Egypt — Blue economy & aquaculture

    Egypt · Aquaculture

    Blue economy & aquaculture in Egypt.

    A focused read drawn from Saga's full Egypt country profile — operators, the technical opportunity, and the corridor.

    Blue economy & aquaculture

    Egypt is Africa's leading aquaculture producer. In 2024, it farmed 1.6 million tonnes of fish—67 percent of the continent's aquaculture output—and generated $3.5 billion in value. Tilapia comprises 75 percent of that production; Egypt is the world's second-largest tilapia farmer. Roughly 300,000 people work in the sector. The Red Sea and Mediterranean support modest artisanal fleets, but 80 percent of Egyptian fish production is farmed.

    Feed inputs and fry sourcing remain import-dependent. Climate change—specifically Nile low-flow risk and Red Sea salinity shifts—poses secondary threats.

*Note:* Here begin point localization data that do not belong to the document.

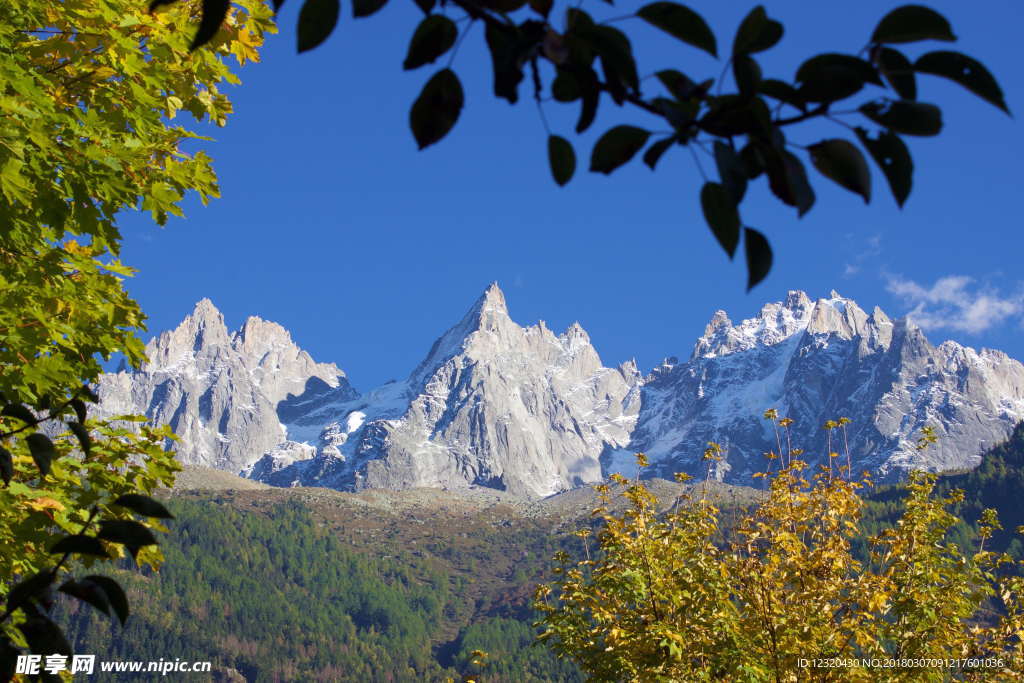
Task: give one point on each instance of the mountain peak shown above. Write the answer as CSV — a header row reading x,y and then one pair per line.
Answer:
x,y
205,310
493,299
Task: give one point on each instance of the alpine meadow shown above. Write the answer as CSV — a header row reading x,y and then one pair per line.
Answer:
x,y
817,492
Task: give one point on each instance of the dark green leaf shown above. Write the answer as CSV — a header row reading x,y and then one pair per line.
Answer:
x,y
42,452
842,162
905,116
20,412
144,506
79,409
682,23
503,41
829,77
80,544
44,636
787,179
654,152
87,591
367,7
561,158
759,257
748,74
617,63
721,215
898,71
565,88
432,38
733,115
214,12
893,158
591,96
730,171
8,657
316,20
32,588
542,7
616,146
131,534
756,33
437,108
6,465
966,71
912,23
116,595
781,91
82,433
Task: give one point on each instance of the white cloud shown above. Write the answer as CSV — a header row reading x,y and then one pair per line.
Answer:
x,y
952,303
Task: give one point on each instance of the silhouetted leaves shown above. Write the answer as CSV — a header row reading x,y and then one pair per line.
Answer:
x,y
898,71
616,146
759,257
44,636
829,77
756,33
731,171
432,38
437,108
81,545
561,158
82,434
503,41
143,505
781,91
912,23
905,116
29,589
6,465
682,23
42,452
115,595
316,20
966,71
721,215
841,161
890,153
787,179
213,14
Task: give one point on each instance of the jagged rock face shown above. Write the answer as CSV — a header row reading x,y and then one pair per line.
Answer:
x,y
221,391
493,404
816,361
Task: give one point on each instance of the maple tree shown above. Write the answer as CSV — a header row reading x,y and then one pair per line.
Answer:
x,y
91,93
779,595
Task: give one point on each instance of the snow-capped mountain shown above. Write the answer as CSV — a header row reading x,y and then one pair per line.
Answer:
x,y
223,393
815,361
534,413
493,404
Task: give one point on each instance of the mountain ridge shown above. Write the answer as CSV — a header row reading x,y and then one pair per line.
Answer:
x,y
523,410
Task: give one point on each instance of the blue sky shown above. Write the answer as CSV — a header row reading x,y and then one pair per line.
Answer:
x,y
333,223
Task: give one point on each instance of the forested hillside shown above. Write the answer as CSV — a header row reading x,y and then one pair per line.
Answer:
x,y
265,585
308,584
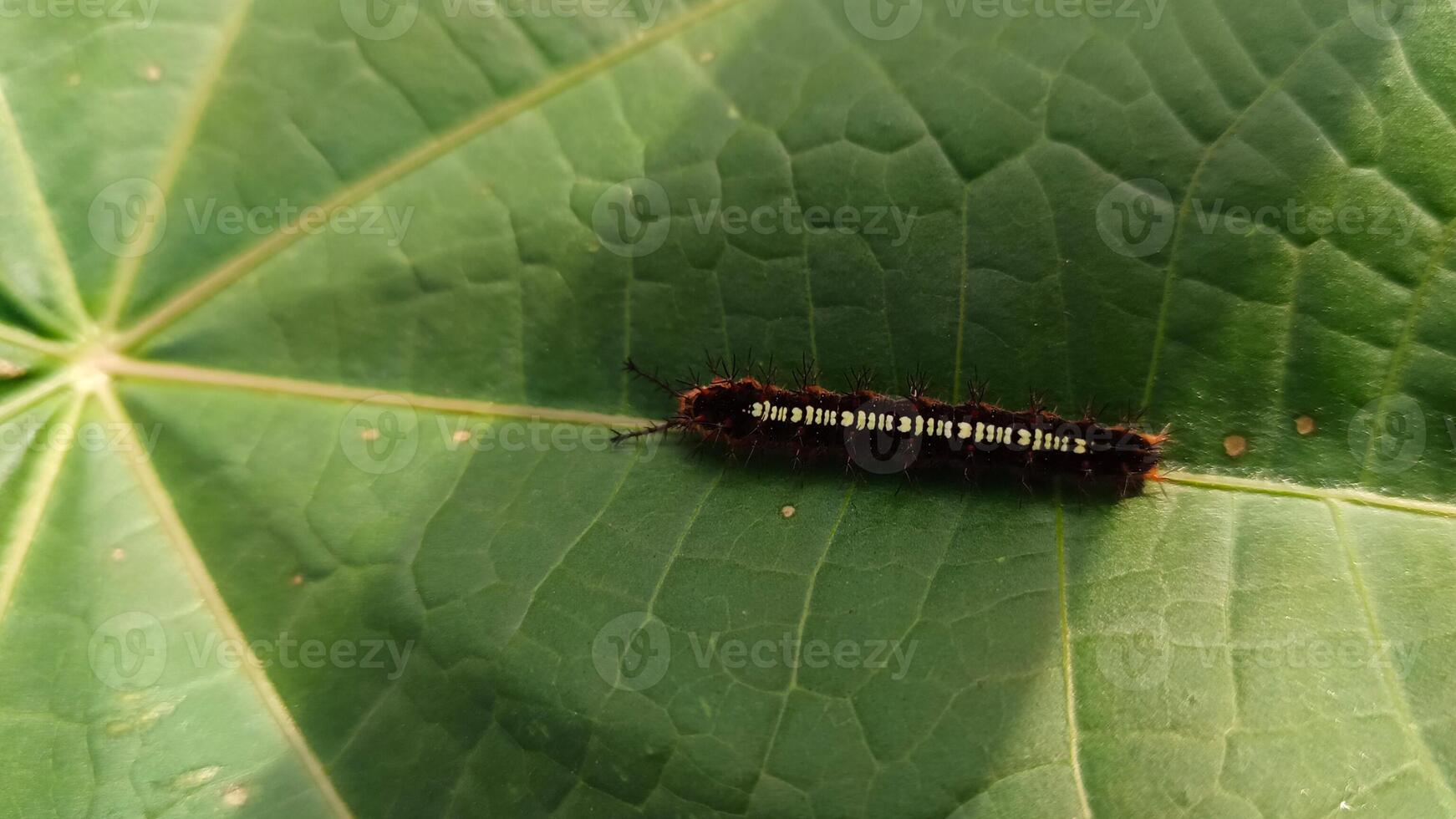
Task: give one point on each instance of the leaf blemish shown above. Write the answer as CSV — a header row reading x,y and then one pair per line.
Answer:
x,y
1235,445
235,796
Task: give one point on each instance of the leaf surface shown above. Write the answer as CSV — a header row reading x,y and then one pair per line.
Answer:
x,y
315,516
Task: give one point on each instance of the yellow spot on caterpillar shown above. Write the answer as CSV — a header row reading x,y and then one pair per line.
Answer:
x,y
1235,445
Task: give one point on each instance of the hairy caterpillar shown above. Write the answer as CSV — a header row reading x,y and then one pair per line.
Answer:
x,y
884,434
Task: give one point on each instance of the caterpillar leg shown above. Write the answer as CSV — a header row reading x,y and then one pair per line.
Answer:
x,y
638,373
655,428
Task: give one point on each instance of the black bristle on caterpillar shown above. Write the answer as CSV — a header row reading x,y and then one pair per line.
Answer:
x,y
886,434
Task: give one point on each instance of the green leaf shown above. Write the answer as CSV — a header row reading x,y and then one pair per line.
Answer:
x,y
312,319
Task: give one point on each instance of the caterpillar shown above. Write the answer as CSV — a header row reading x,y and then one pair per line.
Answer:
x,y
884,434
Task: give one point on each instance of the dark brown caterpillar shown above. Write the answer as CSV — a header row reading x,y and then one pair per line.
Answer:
x,y
884,434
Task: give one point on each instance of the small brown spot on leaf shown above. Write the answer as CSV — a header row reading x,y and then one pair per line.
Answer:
x,y
1235,445
235,796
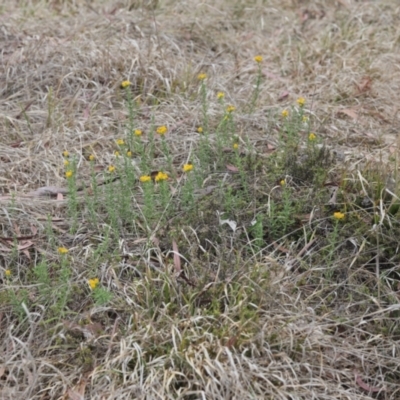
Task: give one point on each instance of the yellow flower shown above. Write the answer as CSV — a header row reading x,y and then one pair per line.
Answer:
x,y
312,137
187,167
162,130
161,176
338,215
93,283
62,250
145,178
301,101
125,84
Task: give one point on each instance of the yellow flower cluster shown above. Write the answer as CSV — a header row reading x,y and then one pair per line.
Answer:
x,y
187,167
125,84
145,178
162,130
338,215
161,176
93,283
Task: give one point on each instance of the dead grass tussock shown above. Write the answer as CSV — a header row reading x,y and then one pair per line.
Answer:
x,y
275,321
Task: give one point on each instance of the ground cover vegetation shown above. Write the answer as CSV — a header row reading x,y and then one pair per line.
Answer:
x,y
199,200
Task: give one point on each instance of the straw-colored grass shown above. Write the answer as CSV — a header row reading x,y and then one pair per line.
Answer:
x,y
289,303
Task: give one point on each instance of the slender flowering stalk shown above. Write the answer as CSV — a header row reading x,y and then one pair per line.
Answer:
x,y
125,84
62,250
162,130
312,137
93,283
187,167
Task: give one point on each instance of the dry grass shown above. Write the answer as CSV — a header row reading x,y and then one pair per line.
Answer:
x,y
254,325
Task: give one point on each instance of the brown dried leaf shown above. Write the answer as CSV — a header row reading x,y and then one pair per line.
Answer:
x,y
365,85
177,259
283,95
232,168
350,112
365,386
51,191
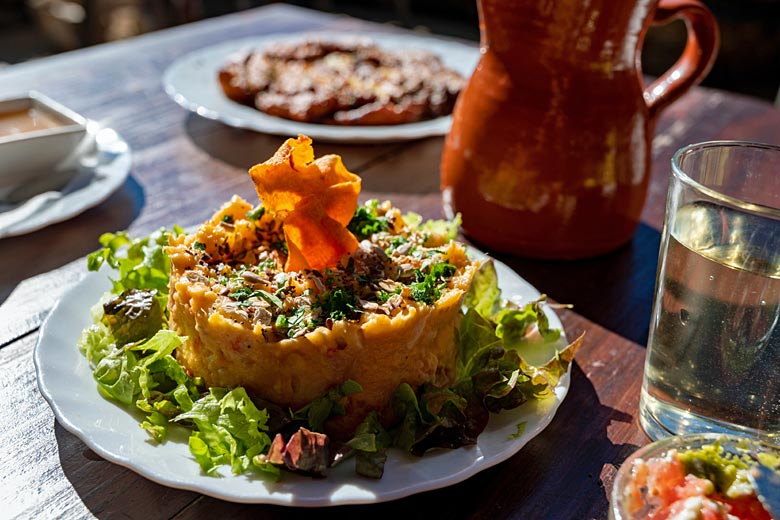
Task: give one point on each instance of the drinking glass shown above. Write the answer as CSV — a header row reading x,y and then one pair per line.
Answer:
x,y
713,353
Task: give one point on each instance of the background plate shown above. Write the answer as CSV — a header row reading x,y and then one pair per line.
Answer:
x,y
65,380
192,82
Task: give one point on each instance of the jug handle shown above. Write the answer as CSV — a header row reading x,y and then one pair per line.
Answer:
x,y
697,58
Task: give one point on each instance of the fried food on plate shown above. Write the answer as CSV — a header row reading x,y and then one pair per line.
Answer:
x,y
350,82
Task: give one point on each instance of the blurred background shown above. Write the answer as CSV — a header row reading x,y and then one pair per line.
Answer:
x,y
748,63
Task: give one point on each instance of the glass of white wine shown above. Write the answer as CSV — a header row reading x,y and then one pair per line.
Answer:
x,y
713,353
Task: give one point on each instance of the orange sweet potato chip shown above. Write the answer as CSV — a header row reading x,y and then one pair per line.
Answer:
x,y
315,198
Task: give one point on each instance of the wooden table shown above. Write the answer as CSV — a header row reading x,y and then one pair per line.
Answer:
x,y
186,166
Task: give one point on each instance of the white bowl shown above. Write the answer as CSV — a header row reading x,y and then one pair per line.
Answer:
x,y
36,160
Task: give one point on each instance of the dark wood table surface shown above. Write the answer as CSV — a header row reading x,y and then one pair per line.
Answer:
x,y
185,166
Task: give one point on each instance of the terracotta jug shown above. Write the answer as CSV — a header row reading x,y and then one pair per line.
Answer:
x,y
549,152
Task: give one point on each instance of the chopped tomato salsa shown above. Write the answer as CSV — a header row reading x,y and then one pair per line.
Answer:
x,y
669,488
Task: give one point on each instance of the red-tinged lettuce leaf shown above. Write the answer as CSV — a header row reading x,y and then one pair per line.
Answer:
x,y
305,452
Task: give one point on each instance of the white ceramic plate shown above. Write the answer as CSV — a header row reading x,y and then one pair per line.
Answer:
x,y
192,82
100,174
65,380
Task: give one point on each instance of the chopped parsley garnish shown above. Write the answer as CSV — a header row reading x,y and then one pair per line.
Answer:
x,y
427,288
383,295
256,213
243,294
296,322
281,246
366,222
339,304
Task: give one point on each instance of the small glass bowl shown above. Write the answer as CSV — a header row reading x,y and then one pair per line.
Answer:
x,y
742,447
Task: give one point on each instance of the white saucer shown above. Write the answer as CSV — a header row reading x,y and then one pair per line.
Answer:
x,y
100,172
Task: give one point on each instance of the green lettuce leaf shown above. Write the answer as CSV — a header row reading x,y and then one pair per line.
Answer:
x,y
484,296
228,429
326,406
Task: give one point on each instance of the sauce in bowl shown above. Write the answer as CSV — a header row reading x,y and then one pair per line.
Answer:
x,y
28,120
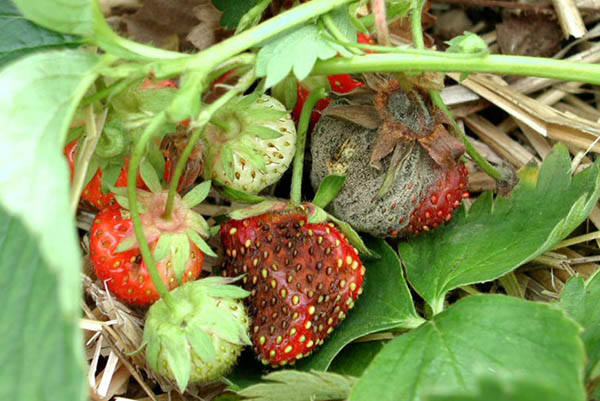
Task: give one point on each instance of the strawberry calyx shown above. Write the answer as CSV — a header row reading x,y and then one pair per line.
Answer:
x,y
198,337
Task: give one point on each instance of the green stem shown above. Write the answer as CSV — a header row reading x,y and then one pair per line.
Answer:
x,y
203,119
494,64
134,164
269,29
337,34
311,101
490,170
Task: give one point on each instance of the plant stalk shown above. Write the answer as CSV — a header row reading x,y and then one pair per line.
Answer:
x,y
157,122
305,115
203,119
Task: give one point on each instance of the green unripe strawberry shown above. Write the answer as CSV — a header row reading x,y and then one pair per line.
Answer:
x,y
198,336
249,143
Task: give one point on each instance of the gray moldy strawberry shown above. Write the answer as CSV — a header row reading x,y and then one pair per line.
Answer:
x,y
401,165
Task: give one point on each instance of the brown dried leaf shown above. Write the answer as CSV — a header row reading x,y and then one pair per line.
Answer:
x,y
164,23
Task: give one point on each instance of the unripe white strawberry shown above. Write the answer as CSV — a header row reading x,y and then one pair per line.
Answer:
x,y
249,143
197,336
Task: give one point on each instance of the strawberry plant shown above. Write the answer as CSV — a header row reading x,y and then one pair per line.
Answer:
x,y
423,303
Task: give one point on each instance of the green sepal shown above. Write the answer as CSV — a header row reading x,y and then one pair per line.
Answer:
x,y
200,342
178,357
149,176
197,194
238,196
200,243
227,161
328,189
258,209
261,113
263,132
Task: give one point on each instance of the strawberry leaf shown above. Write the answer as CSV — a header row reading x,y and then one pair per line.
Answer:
x,y
20,37
385,304
197,194
481,245
511,337
233,11
581,301
277,58
38,97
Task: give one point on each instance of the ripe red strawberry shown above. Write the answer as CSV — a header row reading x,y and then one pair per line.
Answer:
x,y
303,278
445,196
93,193
176,244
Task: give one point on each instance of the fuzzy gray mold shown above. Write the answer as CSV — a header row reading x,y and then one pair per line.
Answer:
x,y
342,147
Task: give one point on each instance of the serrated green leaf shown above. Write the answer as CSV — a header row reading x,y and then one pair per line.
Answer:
x,y
149,176
233,11
19,37
201,343
481,245
31,304
290,385
498,334
582,303
78,17
178,357
328,189
197,194
38,97
499,389
227,161
200,243
385,304
263,132
180,254
277,58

    The Suez Canal is Egypt's maritime cornerstone. In the first quarter of 2026, 1,315 vessels transited, generating $449 million in revenue. Port infrastructure in Alexandria, Port Said, Suez, and Damietta handles container, breakbulk, and RoRo cargo. Offshore wind is nascent; Egypt targeted 42 percent renewables by 2030, but that is mostly onshore solar.

    Blue economy and oil-and-gas operate in separate lanes in Egypt. Aquaculture is a food-security lever, not an offshore-service ecosystem. Decommissioning potential exists for mature offshore Nile Delta platforms, but no commercial subsea-service corridor has yet formed.

    The blue economy is a conversation for future expansion, not a near-term driver.